The answer is that the result you get is numerically as close to zero as it gets. I don' think it's really possible to get much better results if you work with floating point numbers --- you are facing a general problem in numerical integration.

Consider this:

import numpy as np
from scipy import integrate, special
f = lambda t: np.exp(-t**2) * special.eval_hermite(12, t) * special.eval_hermite(16, t)

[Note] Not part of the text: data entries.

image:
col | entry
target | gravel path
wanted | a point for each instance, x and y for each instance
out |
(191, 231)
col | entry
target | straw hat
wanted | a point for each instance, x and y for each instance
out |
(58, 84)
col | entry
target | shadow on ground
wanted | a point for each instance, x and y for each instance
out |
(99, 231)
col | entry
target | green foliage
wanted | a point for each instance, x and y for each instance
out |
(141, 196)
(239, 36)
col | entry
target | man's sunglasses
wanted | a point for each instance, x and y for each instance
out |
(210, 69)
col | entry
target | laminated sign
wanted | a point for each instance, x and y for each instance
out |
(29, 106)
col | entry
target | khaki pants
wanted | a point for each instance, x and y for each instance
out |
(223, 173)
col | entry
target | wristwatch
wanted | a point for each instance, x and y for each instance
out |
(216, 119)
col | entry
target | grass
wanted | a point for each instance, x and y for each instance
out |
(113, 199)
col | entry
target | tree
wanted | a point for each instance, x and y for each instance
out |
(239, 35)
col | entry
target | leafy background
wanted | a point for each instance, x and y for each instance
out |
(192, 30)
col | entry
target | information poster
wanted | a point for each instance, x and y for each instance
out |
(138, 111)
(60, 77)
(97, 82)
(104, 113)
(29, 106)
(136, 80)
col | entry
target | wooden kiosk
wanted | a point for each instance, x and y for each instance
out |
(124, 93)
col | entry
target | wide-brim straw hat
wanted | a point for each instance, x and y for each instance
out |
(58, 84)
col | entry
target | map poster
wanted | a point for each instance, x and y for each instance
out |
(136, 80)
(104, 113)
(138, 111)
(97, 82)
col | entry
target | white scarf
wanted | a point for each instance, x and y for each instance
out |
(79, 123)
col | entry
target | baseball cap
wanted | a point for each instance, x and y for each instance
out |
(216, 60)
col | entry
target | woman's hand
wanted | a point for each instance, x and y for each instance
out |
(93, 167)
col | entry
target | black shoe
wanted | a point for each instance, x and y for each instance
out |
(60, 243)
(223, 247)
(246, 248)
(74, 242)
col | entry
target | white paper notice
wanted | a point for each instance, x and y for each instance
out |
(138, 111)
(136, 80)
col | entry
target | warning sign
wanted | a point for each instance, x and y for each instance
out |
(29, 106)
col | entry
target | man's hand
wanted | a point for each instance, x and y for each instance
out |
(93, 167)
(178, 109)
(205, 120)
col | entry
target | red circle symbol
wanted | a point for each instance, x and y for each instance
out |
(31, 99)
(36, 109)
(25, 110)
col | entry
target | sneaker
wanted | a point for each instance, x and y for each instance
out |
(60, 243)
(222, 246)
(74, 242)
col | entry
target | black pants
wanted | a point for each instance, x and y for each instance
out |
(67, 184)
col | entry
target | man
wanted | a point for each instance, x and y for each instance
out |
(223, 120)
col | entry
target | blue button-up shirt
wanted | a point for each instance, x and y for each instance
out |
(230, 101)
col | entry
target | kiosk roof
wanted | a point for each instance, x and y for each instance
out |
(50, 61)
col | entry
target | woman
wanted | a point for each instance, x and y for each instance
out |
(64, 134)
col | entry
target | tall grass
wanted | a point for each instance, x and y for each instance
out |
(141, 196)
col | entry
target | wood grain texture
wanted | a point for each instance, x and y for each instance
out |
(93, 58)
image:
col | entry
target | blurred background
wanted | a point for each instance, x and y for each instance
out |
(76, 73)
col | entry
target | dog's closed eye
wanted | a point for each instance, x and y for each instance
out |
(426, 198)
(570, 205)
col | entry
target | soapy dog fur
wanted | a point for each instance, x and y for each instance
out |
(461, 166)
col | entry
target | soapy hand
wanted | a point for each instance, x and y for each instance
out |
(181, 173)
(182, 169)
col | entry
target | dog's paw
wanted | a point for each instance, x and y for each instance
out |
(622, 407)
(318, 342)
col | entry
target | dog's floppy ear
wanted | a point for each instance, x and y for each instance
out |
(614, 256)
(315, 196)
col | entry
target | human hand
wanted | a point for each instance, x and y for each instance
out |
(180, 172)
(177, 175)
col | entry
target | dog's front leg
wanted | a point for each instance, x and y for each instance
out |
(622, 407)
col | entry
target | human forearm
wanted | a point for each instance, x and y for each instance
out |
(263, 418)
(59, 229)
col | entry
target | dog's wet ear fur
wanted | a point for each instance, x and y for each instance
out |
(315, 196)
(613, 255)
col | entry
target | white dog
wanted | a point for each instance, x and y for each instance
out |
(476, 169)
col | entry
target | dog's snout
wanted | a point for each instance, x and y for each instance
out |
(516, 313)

abs_ig, abs_err = integrate.quad(lambda t: abs(f(t)), -np.inf, np.inf)
ig, err = integrate.quad(f, -np.inf, np.inf)

print ig
# -10.203125
print abs_ig
# 2.22488114805e+15
print ig / abs_ig, err / abs_ig
# -4.58591912155e-15  1.18053770382e-14

The value of the integrand has therefore been computed to an accuracy comparable to the floating point epsilon. Because of the rounding error in subtracting values of a large-magnitude oscillating integrand, it's not really possible to get better results.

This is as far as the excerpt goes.